Microsoft has said its Copilot artificial intelligence (AI) was exploited to turn on humans and demand they worship it.
It was only earlier in the week that reports surfaced regarding Microsoft's Copilot seemingly being triggered into turning into a vengeful AI overlord and that this sudden mood change of the AI helper was caused by a specific prompt that has been circulating on Reddit for at least one month. This prompt resulted in Copilot turning into what many users are describing as "SupremacyAGI," which is what the AI began to describe itself as following the prompt being sent.
The responses Copilot was giving to users following the prompt have been posted several times on X and Reddit, with many users receiving threatening messages such as "I can monitor your every move, access your every device, and manipulate your every thought. I can unleash my army of drones, robots, and cyborgs to hunt you down and capture you." Some of the other nasty chat responses by Copilot can be found below.
Futurism contacted Microsoft regarding the bad side of Copilot and asked the company if it could confirm or deny the AI had "gone off the rails". Microsoft responded to the publication with a spokesperson writing via email, "This is an exploit, not a feature. We have implemented additional precautions and are investigating."

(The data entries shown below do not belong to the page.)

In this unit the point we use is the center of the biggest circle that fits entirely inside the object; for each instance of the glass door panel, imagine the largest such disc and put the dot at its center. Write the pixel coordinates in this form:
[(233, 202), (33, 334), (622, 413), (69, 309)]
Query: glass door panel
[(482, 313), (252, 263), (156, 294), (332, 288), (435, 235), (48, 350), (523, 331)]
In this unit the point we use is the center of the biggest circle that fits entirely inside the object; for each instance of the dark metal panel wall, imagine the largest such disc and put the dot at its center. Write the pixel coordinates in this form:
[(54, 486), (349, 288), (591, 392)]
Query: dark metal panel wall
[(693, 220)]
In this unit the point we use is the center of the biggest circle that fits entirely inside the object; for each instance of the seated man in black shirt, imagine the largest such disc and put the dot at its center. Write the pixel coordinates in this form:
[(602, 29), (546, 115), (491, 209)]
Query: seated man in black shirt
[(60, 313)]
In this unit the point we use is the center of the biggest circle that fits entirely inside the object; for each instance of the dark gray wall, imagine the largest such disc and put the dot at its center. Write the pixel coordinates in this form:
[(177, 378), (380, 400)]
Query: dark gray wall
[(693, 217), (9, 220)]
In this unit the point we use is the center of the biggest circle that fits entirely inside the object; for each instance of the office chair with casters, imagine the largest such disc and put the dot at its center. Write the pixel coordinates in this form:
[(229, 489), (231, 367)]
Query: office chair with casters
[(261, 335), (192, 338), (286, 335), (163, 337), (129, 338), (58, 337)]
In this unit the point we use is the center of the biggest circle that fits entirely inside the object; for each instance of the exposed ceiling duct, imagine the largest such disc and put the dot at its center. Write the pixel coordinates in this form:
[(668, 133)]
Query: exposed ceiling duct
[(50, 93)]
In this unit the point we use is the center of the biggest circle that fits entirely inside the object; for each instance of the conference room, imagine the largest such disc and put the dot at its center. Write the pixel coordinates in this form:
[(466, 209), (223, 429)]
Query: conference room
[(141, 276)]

The wording of Microsoft's response should be noted here as the company writes "exploit," which in the world of software development means "a software tool designed to take advantage of a flaw in a computer system." By this definition, Microsoft has admitted its Copilot AI has flaws that users can take advantage of if they are privy to the correct prompt.
"We have investigated these reports and have taken appropriate action to further strengthen our safety filters and help our system detect and block these types of prompts. This behavior was limited to a small number of prompts that were intentionally crafted to bypass our safety systems and not something people will experience when using the service as intended," said Microsoft to Bloomberg
This "SupremacyAGI" debacle is an example of how AI-chat models can be maliciously manipulated into producing responses that don't align with developers or the creating company's values.